20.6 billion marks, which was about 40% of what the Allies had originally expected them to pay.

To put that number into context, the German government had borrowed somewhere between 110 and 150 billion marks between 1914 and 1918 to finance its war effort. They had planned to impose a massive war indemnity on Britain and France after victory in order to recover that money. Instead, they found that they were the ones expected to pay reparations, while still owing their creditors the 12-figure sum they’d just borrowed. It was this, rather than reparations alone, that led to Germany’s financial difficulties in the early 1920s.

The loser being forced to hand over money to the winner was a well-established custom of war.

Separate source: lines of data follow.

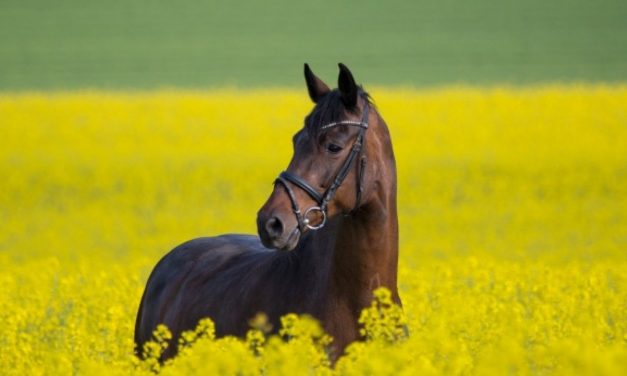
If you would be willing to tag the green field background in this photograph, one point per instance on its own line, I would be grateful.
(146, 44)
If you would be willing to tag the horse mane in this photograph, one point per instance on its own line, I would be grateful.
(329, 109)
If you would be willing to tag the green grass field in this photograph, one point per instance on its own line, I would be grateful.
(145, 44)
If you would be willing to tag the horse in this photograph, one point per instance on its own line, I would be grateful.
(323, 261)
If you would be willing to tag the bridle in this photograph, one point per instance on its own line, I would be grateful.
(323, 199)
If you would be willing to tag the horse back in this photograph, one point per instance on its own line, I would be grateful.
(198, 279)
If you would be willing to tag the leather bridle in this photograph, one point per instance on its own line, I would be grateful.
(323, 199)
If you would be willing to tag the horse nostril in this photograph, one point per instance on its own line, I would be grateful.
(274, 227)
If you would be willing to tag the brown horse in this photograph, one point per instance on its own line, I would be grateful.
(324, 261)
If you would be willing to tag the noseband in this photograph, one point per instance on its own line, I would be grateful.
(323, 199)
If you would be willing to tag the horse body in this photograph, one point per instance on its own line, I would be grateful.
(329, 273)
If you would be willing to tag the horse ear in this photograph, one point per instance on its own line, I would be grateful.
(347, 86)
(317, 89)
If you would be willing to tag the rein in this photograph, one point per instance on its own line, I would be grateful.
(323, 199)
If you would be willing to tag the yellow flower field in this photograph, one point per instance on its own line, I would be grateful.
(512, 207)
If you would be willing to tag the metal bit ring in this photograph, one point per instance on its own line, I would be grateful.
(306, 218)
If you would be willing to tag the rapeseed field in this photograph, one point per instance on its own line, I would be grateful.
(512, 210)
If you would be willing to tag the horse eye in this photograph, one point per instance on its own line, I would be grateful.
(333, 148)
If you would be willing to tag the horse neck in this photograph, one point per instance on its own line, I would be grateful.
(365, 254)
(353, 255)
(366, 250)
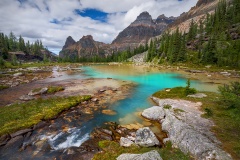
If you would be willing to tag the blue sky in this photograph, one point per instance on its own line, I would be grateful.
(53, 21)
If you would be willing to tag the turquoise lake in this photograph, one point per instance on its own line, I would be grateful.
(147, 82)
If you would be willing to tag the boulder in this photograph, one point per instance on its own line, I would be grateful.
(107, 131)
(189, 132)
(17, 74)
(26, 98)
(197, 95)
(39, 125)
(154, 113)
(4, 139)
(109, 112)
(21, 132)
(146, 138)
(125, 142)
(38, 91)
(152, 155)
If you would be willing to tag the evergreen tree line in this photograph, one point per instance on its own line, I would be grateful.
(12, 44)
(115, 57)
(209, 42)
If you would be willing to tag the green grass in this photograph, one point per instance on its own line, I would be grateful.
(53, 89)
(227, 120)
(20, 116)
(111, 150)
(3, 87)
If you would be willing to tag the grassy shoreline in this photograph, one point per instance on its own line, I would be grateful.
(21, 116)
(226, 120)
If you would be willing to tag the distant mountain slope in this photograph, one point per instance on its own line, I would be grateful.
(139, 31)
(85, 47)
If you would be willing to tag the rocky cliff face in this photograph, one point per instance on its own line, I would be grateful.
(85, 47)
(69, 41)
(139, 31)
(196, 13)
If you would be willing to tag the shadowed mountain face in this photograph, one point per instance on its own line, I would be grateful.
(85, 47)
(197, 13)
(139, 31)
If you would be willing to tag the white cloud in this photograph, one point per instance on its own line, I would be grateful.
(31, 18)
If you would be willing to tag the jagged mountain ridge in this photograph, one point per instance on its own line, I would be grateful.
(197, 13)
(142, 29)
(85, 47)
(139, 31)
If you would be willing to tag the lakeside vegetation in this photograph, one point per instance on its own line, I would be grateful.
(111, 150)
(222, 108)
(24, 115)
(212, 40)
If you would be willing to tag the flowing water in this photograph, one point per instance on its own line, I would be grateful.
(147, 80)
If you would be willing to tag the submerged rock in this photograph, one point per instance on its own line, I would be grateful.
(146, 138)
(21, 132)
(26, 98)
(197, 95)
(190, 132)
(109, 112)
(152, 155)
(17, 74)
(4, 139)
(154, 113)
(38, 91)
(125, 142)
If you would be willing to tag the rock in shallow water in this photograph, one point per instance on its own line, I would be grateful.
(37, 92)
(152, 155)
(198, 95)
(146, 138)
(189, 131)
(125, 142)
(154, 113)
(26, 98)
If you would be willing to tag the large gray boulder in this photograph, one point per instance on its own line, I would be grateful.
(190, 132)
(38, 92)
(146, 138)
(152, 155)
(197, 95)
(125, 142)
(154, 113)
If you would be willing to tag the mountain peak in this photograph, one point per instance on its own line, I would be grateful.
(201, 2)
(87, 37)
(143, 18)
(69, 41)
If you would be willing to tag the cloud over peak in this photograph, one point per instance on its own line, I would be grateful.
(53, 21)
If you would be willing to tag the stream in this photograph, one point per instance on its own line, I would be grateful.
(57, 142)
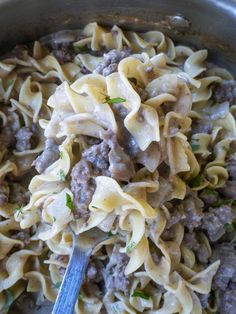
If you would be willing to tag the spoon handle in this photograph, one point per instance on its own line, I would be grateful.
(74, 275)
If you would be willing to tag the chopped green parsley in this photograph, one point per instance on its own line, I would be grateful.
(69, 201)
(62, 175)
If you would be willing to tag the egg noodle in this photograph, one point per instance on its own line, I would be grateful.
(71, 102)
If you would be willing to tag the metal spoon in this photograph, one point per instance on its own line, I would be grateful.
(74, 275)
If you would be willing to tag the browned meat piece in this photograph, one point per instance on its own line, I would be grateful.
(225, 91)
(121, 165)
(111, 60)
(4, 193)
(48, 156)
(7, 133)
(125, 138)
(226, 273)
(114, 272)
(214, 220)
(25, 139)
(158, 198)
(82, 186)
(18, 194)
(228, 301)
(190, 240)
(106, 158)
(201, 126)
(204, 300)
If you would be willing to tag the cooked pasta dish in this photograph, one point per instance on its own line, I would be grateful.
(133, 134)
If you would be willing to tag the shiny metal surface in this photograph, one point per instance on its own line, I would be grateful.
(212, 22)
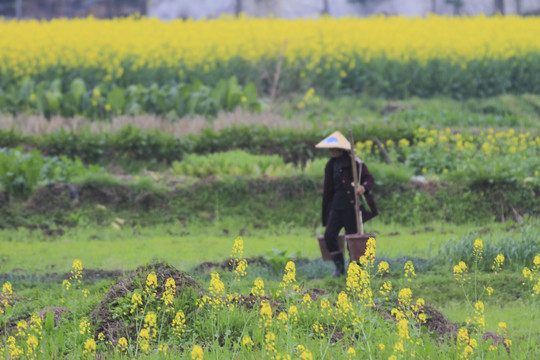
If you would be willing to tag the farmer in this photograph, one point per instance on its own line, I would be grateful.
(338, 195)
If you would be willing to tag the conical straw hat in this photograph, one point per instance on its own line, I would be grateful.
(335, 141)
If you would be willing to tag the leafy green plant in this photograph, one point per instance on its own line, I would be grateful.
(232, 163)
(20, 172)
(104, 100)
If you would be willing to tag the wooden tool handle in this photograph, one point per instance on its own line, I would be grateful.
(359, 223)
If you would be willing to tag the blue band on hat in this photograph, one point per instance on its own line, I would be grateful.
(330, 140)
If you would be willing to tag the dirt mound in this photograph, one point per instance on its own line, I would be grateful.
(228, 265)
(53, 197)
(4, 198)
(115, 328)
(436, 321)
(104, 195)
(57, 312)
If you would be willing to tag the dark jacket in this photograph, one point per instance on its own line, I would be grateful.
(366, 181)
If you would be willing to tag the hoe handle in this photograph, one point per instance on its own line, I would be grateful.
(356, 175)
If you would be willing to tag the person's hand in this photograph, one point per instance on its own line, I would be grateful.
(359, 189)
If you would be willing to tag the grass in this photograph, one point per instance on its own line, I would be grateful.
(121, 247)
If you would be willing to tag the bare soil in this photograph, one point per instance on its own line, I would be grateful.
(113, 328)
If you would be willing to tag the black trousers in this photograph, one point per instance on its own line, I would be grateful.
(337, 220)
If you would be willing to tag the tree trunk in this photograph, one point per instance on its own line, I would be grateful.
(499, 6)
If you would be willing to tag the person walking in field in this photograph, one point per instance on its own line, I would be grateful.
(338, 203)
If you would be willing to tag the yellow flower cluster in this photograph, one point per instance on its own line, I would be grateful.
(31, 47)
(460, 272)
(197, 353)
(75, 275)
(237, 260)
(498, 263)
(25, 343)
(409, 270)
(533, 276)
(288, 283)
(169, 293)
(258, 288)
(179, 324)
(6, 297)
(151, 284)
(478, 249)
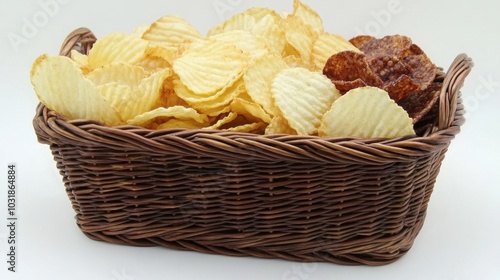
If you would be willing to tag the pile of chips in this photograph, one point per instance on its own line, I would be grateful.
(257, 72)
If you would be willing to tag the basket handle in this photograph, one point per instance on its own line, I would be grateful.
(81, 40)
(450, 91)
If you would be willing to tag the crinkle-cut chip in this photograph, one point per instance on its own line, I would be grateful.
(231, 116)
(423, 71)
(400, 88)
(153, 64)
(360, 40)
(299, 36)
(366, 112)
(271, 29)
(81, 59)
(279, 125)
(308, 16)
(140, 30)
(258, 79)
(171, 30)
(249, 110)
(350, 66)
(294, 61)
(328, 44)
(167, 52)
(303, 97)
(117, 47)
(393, 45)
(119, 96)
(163, 114)
(240, 21)
(256, 128)
(60, 86)
(210, 65)
(418, 104)
(345, 86)
(121, 73)
(175, 123)
(249, 43)
(389, 68)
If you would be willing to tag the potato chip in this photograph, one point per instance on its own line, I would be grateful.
(279, 125)
(299, 36)
(121, 73)
(171, 30)
(115, 48)
(258, 80)
(308, 16)
(61, 86)
(162, 115)
(249, 43)
(303, 97)
(366, 112)
(327, 45)
(210, 65)
(249, 110)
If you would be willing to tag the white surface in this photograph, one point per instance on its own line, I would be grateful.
(460, 239)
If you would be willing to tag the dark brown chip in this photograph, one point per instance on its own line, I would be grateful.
(388, 68)
(401, 88)
(349, 66)
(394, 45)
(418, 104)
(423, 71)
(360, 40)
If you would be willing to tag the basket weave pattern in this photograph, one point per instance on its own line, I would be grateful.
(300, 198)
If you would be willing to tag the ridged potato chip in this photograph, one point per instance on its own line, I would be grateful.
(303, 97)
(327, 45)
(61, 87)
(115, 48)
(308, 16)
(171, 30)
(121, 73)
(210, 65)
(258, 79)
(279, 125)
(366, 112)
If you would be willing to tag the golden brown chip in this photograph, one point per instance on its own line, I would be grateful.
(350, 66)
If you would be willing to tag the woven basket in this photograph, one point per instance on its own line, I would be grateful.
(299, 198)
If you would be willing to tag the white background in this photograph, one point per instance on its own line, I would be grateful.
(460, 238)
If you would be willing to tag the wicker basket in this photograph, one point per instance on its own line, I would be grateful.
(339, 200)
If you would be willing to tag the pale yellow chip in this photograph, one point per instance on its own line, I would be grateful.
(249, 110)
(115, 48)
(308, 16)
(279, 125)
(327, 45)
(366, 112)
(162, 115)
(299, 36)
(258, 79)
(208, 66)
(171, 30)
(231, 116)
(121, 73)
(303, 97)
(249, 43)
(60, 86)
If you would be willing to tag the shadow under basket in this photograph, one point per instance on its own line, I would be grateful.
(299, 198)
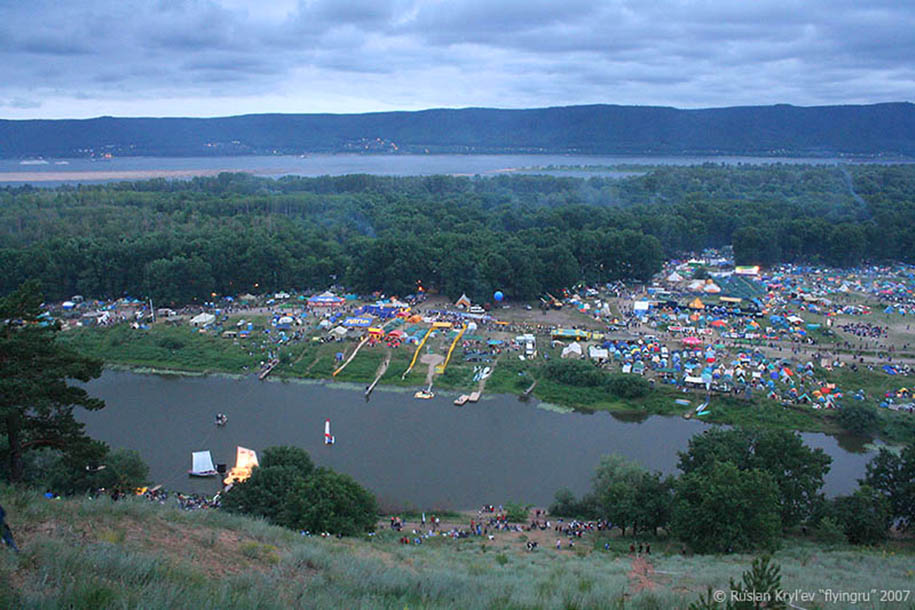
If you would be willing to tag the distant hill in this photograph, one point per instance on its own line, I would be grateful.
(781, 130)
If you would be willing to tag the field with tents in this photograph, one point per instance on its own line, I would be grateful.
(787, 347)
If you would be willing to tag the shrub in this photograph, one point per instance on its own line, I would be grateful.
(627, 386)
(579, 373)
(723, 509)
(829, 531)
(517, 512)
(329, 501)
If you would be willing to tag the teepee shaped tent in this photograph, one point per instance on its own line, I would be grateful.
(245, 461)
(202, 464)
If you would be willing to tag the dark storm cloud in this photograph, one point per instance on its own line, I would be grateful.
(230, 56)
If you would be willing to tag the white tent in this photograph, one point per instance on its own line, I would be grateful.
(202, 464)
(202, 319)
(598, 353)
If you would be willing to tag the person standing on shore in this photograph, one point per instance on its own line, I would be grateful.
(5, 533)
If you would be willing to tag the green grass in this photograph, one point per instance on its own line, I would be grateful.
(208, 559)
(167, 347)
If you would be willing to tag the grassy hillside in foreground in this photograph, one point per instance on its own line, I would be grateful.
(95, 554)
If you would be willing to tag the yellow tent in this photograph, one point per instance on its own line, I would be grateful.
(245, 461)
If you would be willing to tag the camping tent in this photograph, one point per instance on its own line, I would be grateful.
(245, 461)
(326, 299)
(573, 350)
(202, 319)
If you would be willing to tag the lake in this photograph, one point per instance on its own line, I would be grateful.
(411, 453)
(53, 172)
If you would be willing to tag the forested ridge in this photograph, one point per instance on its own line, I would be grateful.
(181, 240)
(778, 130)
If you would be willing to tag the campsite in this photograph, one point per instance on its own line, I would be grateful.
(786, 347)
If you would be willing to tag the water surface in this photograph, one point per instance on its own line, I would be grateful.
(420, 453)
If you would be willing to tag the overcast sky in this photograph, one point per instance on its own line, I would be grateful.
(84, 58)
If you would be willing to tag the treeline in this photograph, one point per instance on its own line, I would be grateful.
(178, 241)
(739, 490)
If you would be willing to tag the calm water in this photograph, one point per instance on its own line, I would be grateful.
(401, 165)
(421, 453)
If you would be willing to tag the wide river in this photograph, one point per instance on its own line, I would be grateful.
(412, 453)
(53, 172)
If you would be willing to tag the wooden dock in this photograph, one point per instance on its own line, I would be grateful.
(527, 393)
(378, 375)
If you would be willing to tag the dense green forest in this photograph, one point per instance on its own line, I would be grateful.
(778, 130)
(181, 240)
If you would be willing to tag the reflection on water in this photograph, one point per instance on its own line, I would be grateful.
(422, 453)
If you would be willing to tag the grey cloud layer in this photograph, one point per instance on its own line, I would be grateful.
(360, 55)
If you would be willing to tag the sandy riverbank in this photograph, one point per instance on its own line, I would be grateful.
(140, 174)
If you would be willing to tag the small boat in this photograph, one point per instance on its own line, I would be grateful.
(328, 437)
(202, 465)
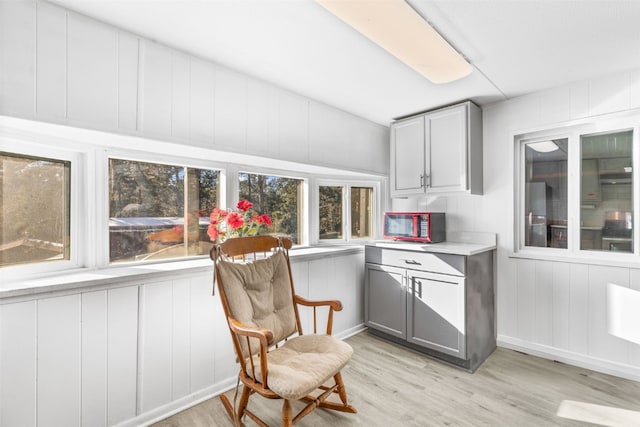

In 1871, Germany had demanded 5 billion francs from a defeated France, as well as annexing the provinces of Alsace-Lorraine.

.. The French were not only interested in compensation; they also hoped that laying a heavy, long-term indemnity payment on Germany would make it impossible for Germany to raise a new army and come back for revenge in a few years’ time.

.. Germany was obliged to pay 50 billion marks, at a rate (agreed in 1923) of 2.5 billion per year. However, rather than raise taxes to cover the payments, they borrowed the money, mostly from the United States.

In short, during the 1920s a financial merry-go-round was in operation. US bankers lent money to Germany. The German government used that money to pay reparations to Britain and France. The British and French used that money to repay their war loans to the US bankers. The US banks made huge profits, and lent even more money to Germany. Everything was going well, until the bubble burst.

..However, these payments were not reparations; they didn’t go to the victims of the war. They went to the banks which had lent money to Weimar Germany in the 1920s.